Set strategy backward, put audience first

By Published on .

BtoB: How can a company tell which social media tool is best for it?

Laura Ramos: If a b-to-b company starts its social media plans by deciding which tool to use, it is going about setting strategy backward. Based on my experience at Xerox and Forrester Research, I found b-to-b marketers who set social media strategy successfully start with audience and objectives first. At Forrester, we created an acronym, called POST, to help marketers remember to do this. POST stands for “People, Objectives, Strategy and Tactics/Tools.” This isn't easy, but it keeps marketers from starting social activities that deliver disappointing results or that they have to abandon later.

BtoB: How can you assure that a customer is going to get what you want out of a website?

Ramos: The b-to-b marketer should set website strategy by starting with audience and its goals, not the company's.
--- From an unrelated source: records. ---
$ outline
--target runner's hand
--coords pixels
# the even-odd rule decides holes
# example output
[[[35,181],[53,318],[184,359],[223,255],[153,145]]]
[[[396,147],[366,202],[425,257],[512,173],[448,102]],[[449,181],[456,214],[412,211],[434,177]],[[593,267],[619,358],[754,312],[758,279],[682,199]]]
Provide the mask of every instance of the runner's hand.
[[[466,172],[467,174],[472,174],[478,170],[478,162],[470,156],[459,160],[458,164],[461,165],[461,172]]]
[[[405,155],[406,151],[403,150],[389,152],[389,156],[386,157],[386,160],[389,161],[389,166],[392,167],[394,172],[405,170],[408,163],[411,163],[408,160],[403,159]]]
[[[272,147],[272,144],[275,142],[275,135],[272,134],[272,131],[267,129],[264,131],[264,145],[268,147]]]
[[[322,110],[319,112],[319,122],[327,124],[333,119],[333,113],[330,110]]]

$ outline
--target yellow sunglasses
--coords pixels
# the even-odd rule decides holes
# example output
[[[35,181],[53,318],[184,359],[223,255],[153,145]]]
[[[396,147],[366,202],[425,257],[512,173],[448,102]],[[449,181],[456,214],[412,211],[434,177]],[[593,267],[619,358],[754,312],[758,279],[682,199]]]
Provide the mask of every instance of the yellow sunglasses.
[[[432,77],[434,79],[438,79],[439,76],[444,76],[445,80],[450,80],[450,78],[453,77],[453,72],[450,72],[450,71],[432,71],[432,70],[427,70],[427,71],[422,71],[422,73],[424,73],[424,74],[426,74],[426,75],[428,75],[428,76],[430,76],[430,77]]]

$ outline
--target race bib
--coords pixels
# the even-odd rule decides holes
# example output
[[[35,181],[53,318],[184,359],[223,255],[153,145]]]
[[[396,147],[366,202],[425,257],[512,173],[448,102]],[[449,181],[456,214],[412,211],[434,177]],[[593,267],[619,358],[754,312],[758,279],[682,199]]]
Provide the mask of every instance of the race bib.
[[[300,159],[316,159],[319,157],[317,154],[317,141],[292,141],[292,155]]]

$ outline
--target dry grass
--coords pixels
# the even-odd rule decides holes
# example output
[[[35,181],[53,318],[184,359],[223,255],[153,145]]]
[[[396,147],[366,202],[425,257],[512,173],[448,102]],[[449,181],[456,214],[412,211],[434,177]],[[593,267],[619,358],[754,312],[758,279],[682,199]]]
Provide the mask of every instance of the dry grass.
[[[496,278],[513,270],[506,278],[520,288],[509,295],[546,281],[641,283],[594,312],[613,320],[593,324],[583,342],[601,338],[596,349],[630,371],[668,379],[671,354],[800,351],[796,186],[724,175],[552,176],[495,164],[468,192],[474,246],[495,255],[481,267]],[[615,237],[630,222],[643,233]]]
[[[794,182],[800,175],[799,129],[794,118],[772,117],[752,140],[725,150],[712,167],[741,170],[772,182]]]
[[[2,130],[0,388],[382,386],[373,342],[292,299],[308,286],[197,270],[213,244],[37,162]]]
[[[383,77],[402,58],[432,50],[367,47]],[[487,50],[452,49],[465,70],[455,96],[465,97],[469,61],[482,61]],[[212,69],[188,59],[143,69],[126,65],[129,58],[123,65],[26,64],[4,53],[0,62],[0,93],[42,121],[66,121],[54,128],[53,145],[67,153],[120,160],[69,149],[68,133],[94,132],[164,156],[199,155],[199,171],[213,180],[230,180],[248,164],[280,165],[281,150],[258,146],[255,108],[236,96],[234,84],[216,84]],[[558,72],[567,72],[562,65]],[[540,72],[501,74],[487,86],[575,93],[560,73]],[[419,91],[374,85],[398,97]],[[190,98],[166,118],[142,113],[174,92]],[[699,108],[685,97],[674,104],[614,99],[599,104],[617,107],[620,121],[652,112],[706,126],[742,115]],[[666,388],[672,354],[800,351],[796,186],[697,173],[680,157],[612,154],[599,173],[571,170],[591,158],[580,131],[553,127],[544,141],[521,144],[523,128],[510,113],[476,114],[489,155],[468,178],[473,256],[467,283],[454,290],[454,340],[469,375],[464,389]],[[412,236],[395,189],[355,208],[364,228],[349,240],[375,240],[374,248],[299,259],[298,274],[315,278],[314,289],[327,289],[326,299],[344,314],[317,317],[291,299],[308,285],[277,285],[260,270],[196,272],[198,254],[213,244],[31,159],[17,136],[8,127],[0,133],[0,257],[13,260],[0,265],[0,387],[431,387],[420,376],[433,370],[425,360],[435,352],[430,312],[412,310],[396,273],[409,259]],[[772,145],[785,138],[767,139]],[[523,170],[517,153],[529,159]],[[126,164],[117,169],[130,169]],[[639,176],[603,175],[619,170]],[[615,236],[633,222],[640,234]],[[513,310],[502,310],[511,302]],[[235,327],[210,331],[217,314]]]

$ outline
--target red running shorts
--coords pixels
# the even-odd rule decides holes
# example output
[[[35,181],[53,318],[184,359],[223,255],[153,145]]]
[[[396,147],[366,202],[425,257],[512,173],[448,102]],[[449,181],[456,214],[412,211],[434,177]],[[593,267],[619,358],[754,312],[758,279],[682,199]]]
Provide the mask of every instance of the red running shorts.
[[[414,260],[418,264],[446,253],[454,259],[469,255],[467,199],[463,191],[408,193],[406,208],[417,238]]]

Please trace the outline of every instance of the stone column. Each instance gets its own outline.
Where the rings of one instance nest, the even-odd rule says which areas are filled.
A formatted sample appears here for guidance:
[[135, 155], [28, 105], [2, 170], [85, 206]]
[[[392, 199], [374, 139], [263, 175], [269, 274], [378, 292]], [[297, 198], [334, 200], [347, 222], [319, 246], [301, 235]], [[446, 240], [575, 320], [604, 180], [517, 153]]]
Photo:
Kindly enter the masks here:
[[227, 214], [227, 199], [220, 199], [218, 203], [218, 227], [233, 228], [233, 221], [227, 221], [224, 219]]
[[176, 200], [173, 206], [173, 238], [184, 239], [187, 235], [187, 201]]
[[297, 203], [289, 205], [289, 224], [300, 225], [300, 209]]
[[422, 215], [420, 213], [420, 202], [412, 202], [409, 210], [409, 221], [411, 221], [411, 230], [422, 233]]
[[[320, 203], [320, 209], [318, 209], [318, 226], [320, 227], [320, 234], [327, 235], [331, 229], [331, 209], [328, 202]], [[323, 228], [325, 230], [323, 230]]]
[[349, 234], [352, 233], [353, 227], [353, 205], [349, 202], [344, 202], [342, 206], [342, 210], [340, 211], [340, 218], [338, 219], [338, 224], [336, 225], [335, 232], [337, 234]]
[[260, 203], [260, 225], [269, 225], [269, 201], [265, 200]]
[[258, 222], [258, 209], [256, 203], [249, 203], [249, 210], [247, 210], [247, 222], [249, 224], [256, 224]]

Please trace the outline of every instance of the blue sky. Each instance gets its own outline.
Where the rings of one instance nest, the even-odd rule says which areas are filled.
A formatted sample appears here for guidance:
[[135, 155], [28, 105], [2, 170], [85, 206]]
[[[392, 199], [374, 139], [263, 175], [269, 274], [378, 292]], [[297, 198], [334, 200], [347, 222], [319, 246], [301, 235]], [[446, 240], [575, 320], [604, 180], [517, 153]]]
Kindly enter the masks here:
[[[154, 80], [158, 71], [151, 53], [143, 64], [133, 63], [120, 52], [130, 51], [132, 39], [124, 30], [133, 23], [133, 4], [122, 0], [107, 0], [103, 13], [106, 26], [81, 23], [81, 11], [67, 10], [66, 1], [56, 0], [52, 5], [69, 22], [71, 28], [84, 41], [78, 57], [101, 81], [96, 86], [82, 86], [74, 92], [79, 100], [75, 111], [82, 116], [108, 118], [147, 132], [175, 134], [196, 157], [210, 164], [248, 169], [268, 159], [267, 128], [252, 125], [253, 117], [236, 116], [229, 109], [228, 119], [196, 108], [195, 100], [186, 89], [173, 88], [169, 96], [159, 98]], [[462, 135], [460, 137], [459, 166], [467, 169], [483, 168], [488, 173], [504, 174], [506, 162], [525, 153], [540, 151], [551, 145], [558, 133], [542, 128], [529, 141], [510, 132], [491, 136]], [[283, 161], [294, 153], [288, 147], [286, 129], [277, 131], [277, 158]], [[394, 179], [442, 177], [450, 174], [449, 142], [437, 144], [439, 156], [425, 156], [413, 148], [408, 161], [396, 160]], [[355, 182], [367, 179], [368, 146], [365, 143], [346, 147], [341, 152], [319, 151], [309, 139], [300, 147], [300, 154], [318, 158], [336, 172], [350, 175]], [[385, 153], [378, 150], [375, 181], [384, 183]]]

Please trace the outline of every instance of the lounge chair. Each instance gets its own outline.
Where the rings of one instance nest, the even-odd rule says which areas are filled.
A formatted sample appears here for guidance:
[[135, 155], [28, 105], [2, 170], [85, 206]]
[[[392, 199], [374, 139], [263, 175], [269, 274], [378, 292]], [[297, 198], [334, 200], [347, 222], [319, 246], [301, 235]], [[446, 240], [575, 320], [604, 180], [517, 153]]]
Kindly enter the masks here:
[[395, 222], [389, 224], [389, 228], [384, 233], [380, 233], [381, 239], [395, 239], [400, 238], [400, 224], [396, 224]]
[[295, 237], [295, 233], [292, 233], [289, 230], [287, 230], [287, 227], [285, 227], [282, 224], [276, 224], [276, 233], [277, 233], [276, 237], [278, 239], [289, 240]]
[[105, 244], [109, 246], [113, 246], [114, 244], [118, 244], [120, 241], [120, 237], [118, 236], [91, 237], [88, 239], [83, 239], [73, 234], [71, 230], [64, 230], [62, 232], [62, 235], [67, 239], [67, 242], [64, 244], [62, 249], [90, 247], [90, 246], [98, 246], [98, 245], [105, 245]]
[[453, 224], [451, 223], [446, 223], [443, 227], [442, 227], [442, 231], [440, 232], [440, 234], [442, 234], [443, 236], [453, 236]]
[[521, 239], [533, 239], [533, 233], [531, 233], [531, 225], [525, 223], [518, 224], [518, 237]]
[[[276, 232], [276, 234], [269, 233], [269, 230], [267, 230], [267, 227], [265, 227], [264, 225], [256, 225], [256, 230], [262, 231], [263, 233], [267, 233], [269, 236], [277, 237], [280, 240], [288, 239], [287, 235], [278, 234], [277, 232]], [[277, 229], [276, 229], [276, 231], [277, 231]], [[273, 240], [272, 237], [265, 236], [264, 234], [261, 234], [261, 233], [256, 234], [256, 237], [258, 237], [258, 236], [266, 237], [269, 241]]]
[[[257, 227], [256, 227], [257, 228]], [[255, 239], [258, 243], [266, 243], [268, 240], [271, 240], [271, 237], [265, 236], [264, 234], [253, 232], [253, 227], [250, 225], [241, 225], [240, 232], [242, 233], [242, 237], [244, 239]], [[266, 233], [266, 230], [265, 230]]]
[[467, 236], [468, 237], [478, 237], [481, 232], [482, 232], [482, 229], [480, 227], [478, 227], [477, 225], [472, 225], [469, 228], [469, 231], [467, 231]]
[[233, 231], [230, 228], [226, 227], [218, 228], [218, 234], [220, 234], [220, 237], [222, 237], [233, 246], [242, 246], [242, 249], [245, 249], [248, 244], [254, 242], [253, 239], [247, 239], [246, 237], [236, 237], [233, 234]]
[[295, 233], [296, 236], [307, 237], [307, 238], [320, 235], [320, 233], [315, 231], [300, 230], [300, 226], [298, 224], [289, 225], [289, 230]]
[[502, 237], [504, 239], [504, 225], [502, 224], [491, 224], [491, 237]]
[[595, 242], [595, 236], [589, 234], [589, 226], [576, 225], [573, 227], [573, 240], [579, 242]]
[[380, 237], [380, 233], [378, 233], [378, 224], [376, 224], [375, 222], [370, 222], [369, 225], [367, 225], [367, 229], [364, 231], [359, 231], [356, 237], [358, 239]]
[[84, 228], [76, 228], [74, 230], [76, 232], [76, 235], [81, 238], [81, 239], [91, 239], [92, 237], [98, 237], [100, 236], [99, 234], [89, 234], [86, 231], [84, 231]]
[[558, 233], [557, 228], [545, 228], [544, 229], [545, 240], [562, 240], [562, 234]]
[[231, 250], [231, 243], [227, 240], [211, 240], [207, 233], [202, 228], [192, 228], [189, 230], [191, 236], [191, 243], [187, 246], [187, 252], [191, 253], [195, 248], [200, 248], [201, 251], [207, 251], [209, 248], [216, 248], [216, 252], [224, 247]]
I see many b-to-b sites that are inside out—the sites focus inwardly on telling the company's story and promoting its products and capabilities. By and large, the site ignores the customer's motivations for visiting the site. Instead, sites should be outside in and work to help visitors achieve their goals. Those goals can vary, so the Web manager must understand what customers want to accomplish when visiting the site. Site design should help educate them, answer their questions or let them conduct transactions. When you help them to achieve goals, visitors find your site valuable and will visit it more often.

BtoB: What is the best way to maintain customer interest using social media on a website?

Ramos: Keeping customers engaged on the Web challenges many b-to-b marketers. Because b-to-b sites tend to be inside out, most miss opportunities to gather information from potential buyers that could help sales and marketing learn more. Good content is essential because it attracts the buyer to the site. However, once you get visitors onto the site, the content and experience must engage them actively. Use short surveys, videos, discussions or interactive experiences like Xerox's Ready for Real Business to do this. Beyond time frame and purchase authority, collect information that delves deeper into the buying process like which capabilities buyers most desire and what factors will most influence their decision to purchase.